By Richard Hubbard
LONDON (Reuters) - Concern over budget and debt negotiations in Washington weakened the dollar on Friday and kept a lid on gains in world shares stemming from a positive batch of U.S. jobs numbers.
Investors are worried that political maneuvering over the passage of bills needed to keep the U.S. government running beyond September 30 and avoid a debt default could threaten a fragile economic recovery.
"Everyone instinctively wants to believe a last minute compromise is likely, but the political brinkmanship does raise the prospect that they will crash the car," said Ned Rumpeltin, head of G10 FX Strategy at Standard Chartered Bank.

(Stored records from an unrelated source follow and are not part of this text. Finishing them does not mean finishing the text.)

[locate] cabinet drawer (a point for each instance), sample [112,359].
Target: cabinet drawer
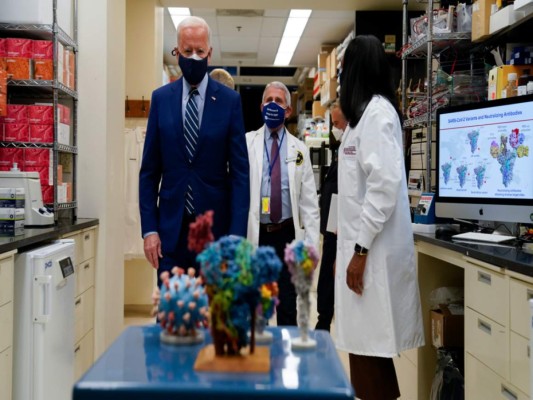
[83,314]
[520,367]
[520,293]
[488,341]
[78,250]
[482,383]
[84,276]
[88,240]
[83,354]
[6,326]
[487,292]
[6,370]
[407,374]
[7,266]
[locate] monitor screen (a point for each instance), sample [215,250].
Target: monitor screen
[485,169]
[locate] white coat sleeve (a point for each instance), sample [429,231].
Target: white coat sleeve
[308,202]
[381,158]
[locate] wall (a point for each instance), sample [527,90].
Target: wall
[101,87]
[144,60]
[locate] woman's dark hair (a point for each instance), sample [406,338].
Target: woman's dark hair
[365,73]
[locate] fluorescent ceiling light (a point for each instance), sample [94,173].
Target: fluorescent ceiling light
[178,14]
[291,36]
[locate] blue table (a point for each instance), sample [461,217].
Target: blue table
[138,366]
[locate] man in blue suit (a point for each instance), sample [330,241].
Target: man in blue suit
[195,157]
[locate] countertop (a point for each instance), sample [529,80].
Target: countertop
[137,366]
[33,236]
[505,256]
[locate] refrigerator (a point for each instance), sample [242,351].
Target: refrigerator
[43,337]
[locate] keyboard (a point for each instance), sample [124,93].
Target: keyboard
[483,237]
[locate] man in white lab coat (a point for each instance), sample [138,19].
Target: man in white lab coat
[283,197]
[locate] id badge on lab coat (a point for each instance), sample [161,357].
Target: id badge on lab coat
[265,205]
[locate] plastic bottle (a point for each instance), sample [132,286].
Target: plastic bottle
[511,89]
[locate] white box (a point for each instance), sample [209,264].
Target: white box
[11,214]
[505,17]
[524,5]
[38,12]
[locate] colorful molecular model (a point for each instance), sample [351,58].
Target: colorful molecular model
[181,307]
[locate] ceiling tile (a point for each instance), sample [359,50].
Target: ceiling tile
[249,26]
[273,27]
[239,43]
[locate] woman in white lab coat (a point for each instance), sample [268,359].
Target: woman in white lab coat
[377,299]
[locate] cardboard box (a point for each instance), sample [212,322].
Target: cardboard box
[481,19]
[447,330]
[498,79]
[333,63]
[19,52]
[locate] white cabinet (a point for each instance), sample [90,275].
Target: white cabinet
[7,264]
[84,302]
[497,327]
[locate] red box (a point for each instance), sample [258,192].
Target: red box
[41,115]
[48,194]
[19,52]
[37,157]
[44,174]
[64,114]
[42,133]
[16,114]
[16,132]
[3,106]
[3,54]
[8,156]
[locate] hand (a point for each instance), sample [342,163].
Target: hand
[152,249]
[355,273]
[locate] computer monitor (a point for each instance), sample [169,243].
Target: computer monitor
[484,156]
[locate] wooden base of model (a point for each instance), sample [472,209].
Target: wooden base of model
[258,362]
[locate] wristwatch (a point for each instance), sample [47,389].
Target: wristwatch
[361,251]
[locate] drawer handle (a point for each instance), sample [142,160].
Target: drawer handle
[485,327]
[484,278]
[508,394]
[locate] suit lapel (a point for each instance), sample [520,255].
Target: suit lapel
[210,109]
[259,148]
[177,117]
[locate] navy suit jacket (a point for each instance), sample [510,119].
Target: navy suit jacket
[218,174]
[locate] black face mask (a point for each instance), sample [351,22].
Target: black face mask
[193,68]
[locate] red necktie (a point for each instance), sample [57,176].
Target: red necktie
[275,181]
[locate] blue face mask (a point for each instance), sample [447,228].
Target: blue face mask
[193,68]
[273,115]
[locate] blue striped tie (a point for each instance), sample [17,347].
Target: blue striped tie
[191,128]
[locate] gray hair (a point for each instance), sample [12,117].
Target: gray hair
[334,105]
[191,22]
[281,86]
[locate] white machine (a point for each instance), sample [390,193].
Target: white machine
[44,323]
[35,212]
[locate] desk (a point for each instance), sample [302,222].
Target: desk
[138,366]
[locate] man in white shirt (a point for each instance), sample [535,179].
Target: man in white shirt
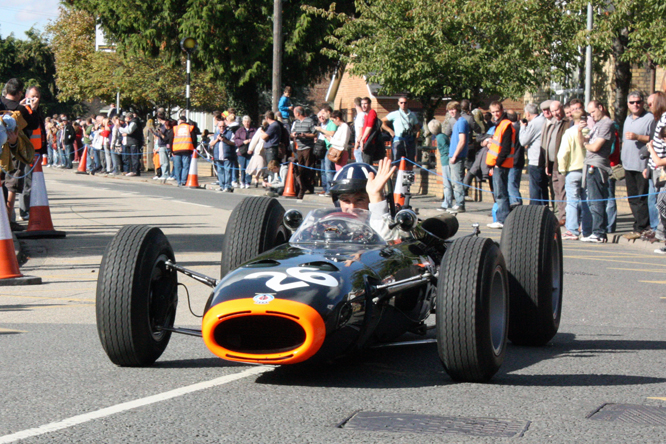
[358,129]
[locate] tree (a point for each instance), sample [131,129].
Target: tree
[434,49]
[632,33]
[235,38]
[144,82]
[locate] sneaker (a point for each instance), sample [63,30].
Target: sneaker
[632,236]
[593,238]
[570,236]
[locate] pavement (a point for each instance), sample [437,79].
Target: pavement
[58,385]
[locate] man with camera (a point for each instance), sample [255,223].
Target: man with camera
[638,127]
[405,128]
[303,133]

Moves by Republican lawmakers on Thursday did not bode well for a prompt resolution of the fiscal battles that could lead to a Federal shutdown on October 1 and a default in mid-October, setting the stage for a tense weekend of talks.
The political impasse has sent the cost of insuring against a U.S. sovereign default in the credit default swap market to its highest level in four months.
The dollar was down by around 0.1 percent against a basket of major currencies (.DXY) after rising 0.3 percent in the previous session due to a report showing fewer Americans filed new claims for jobless benefits last week.
The MSCI world equity index rose 0.1 percent after Wall Street snapped a five-day losing streak on the solid jobs data on Thursday.
Market players are still trying to determine when the U.S. Federal Reserve will begin to taper back its $85 billion monthly economic stimulus package after its surprise decision not to do so last week and mixed messages from various top Fed officials since.
On the one hand, a reduction in monetary stimulus would reduce the flood of money available to invest in shares, but it would also point to faith that the U.S. economy is back on its feet.
Three top Fed officials said on Thursday the central bank had confused markets over its policy outlook.
Europe's broad FTSE Eurofirst (.FTEU3) index ticked up 0.2 percent at the open but is unchanged over the week, hovering just below a five year high, as investors wait to see the outcome in Washington. (.EU)
MSCI's broadest index of Asia-Pacific shares outside Japan gained 0.2 percent, with Australian shares scaling a five-year high in sympathy with Wall Street shares.
However, Japan's Nikkei (.N225) bucked the trend, falling 0.4 percent as Tokyo markets focused more on the government's growth strategy and tax plans due out next week, which also lifted the yen against the dollar.
Debt markets' attention was focused on Italy's sale of 6 billion euros in bonds later on Friday. Market costs of borrowing for the euro zone's third largest economy have risen steadily in the past two weeks on the back of a flare up in tension within the ruling governing coalition.
Prime Minister Enrico Letta said late on Thursday he would meet President Giorgio Napolitano on Friday to discuss the crisis after former prime minister Silvio Berlusconi's centre-right party renewed threats to pull out of the coalition.
"(Yesterday's) developments increased the risk that the coalition government could break up, increasing the chances that another election might be possible," RIA Capital Markets strategist Nick Stamenkovic said.
The premium demanded by investors to buy Italy's 10-year bonds over the German equivalent was 3 basis points higher on Friday at 259 basis points, its highest in over a week.
Italian 10-year yields were 3 basis points up at 4.37 percent with Spanish equivalents up by 2 basis points at 4.36.
The euro had edged up 0.1 percent to $1.3496 against a weaker dollar, though was off a seven-month high of $1.3569 hit last week.
Britain's pound edged higher after Bank of England Governor Mark Carney was quoted as saying he saw no need for more bond-buying by the bank given signs of economic recovery.
Sterling was up 0.4 percent at $1.6096 GBP=D4, after earlier rising as high as $1.6133.
In the oil market Brent crude dropped below $109 a barrel on course for its third straight weekly loss, as diplomatic efforts over Syria and Iran help ease worries about risks to supply from the Middle East.